At the table, seated in one of two chairs, is a Septur.
He is the largest of the ones Max has seen — seven feet at a sitting estimate, broader than the others, with a face that carries the specific quality of age: not aged, but aged, the difference being that one describes deterioration and the other describes accumulation. This face has accumulated something. Whatever it is, it did not make him softer.
He is holding a flute to his lips.
His eyes are closed. His position is the posture of someone mid-performance — torso slightly forward, breath held in the chest, fingers arranged on the flute's body with the precision of long practice. He is frozen in this posture with the same absolute stillness as the others, the same wrong-sleep quality.
And the flute is playing.
Max watches the frozen man's chest. It does not move. The fingers do not move. The lips do not shift. But the music continues — clear, present, filling the small room — originating from an instrument held by a man who is producing no motion whatsoever.
He looks at the flute. He looks at the teacup opposite the Septur — the second chair, the second cup, the implication of a conversation that was supposed to happen. He looks at the other side of the table.
On the table, beside the second teacup: a ring. And a book.
The ring is plain, dark metal, sized for a Septur's finger, which means it sits loose on his if he tried it — he does not try it. It carries the same resonance-quality as the inscribed armor in the outer rooms, the same sense of something live in the material. He notes it and dropped it.
Then he picked up the book.
---
It is not heavy. The cover is dark material that is not leather but has the same qualities — flexible, durable, worn at the corners in the way objects are worn by hands that returned to them often. The pages are slightly yellowed at the edges and intact at the centers, with the same refusal to fully age as everything else in this ship.
He opens it.
The text inside is fine — small, precise handwriting in characters that form a script he has no reference for. Not any human alphabet.
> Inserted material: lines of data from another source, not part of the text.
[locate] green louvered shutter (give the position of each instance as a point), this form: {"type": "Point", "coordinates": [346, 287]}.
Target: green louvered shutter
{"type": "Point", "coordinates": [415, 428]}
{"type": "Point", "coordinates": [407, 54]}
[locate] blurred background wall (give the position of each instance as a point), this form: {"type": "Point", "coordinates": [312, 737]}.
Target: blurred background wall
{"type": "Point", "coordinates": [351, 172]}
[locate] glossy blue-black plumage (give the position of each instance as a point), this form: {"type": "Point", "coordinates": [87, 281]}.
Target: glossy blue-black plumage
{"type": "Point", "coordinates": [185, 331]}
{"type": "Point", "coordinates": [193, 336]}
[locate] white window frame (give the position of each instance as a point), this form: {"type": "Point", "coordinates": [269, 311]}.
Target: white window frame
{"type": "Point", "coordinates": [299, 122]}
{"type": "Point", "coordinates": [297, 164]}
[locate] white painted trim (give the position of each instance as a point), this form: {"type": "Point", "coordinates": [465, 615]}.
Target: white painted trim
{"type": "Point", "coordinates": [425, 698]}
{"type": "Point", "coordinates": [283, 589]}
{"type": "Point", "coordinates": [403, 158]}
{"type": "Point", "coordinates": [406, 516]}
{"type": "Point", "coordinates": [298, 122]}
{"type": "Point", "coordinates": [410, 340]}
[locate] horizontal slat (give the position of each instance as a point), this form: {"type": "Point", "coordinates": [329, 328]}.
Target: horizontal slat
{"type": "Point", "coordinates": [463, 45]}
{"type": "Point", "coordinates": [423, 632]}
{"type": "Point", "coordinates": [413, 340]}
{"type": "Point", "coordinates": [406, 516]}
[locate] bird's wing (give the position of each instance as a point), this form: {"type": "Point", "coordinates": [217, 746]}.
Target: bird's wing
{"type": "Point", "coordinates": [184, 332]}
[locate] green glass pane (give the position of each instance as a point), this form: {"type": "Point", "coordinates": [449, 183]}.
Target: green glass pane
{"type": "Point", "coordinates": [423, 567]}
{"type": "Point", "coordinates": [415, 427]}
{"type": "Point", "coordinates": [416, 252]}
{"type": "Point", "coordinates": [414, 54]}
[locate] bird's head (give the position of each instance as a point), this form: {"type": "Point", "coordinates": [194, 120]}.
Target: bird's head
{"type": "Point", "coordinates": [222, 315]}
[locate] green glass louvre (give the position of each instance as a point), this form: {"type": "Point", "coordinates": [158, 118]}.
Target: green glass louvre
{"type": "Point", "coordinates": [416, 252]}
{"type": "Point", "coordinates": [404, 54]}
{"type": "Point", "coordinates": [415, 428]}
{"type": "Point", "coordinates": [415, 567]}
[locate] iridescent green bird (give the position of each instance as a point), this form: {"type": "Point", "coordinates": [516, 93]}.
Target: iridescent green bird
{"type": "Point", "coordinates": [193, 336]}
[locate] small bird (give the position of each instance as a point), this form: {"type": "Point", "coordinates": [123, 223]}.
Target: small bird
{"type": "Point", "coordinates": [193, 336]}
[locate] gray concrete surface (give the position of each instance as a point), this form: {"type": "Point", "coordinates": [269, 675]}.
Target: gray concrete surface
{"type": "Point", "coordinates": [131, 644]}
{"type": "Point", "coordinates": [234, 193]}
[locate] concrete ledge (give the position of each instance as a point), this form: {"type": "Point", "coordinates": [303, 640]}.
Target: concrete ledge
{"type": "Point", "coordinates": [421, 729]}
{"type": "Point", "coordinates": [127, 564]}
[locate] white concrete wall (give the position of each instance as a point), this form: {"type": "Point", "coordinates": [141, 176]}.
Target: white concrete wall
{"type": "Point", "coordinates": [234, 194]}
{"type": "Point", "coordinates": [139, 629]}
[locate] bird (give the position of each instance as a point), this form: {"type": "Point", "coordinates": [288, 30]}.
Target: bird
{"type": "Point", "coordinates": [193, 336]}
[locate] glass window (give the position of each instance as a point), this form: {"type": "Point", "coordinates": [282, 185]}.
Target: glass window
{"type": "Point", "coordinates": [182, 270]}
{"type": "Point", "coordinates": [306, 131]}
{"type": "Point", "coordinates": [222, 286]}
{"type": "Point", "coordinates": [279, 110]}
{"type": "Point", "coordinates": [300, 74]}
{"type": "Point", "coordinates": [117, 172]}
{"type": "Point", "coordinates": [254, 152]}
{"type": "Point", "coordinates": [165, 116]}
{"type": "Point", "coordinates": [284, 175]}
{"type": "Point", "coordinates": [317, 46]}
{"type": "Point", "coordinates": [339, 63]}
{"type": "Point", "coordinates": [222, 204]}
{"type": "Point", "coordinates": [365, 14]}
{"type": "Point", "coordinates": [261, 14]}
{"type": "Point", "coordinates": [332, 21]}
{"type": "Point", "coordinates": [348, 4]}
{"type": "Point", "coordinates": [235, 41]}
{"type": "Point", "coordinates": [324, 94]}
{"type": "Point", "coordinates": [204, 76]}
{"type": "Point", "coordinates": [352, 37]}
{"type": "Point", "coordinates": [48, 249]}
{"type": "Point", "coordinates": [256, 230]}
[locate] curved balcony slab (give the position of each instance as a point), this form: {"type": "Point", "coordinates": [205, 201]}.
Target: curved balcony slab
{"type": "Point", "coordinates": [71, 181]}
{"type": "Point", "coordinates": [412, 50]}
He should not be able to read it he thought.
But reads it.
Not with effort or strain.
The meaning arrives in his mind with the directness of his own language, clear and immediate, as though the text is not foreign script but simply the most natural arrangement of meaning he has ever seen on a page.
He frowns at this. He notes it. He keeps reading.
The first line is at the top of the first page, separated from the text below it by a gap that gives it the weight of a deliberate statement:
"Whoever you are, reading this — I must tell you that you are already marked for death."
He stops.
He reads the line again.
He looks at the frozen man with the flute at his lips, sitting across the empty chair, the full teacup, the ring on the table. He looks at the journal. He looks back at the first line.
Twelve words. Written in a dead man's hand, in a dead man's language, on a dead planet, in a wrecked ship at the bottom of a cave, addressed to whoever reads them.
Addressed, with the specific certainty of a statement rather than a guess, to him.
He sits down in the empty chair, sets the shotgun across his knees, and keeps reading.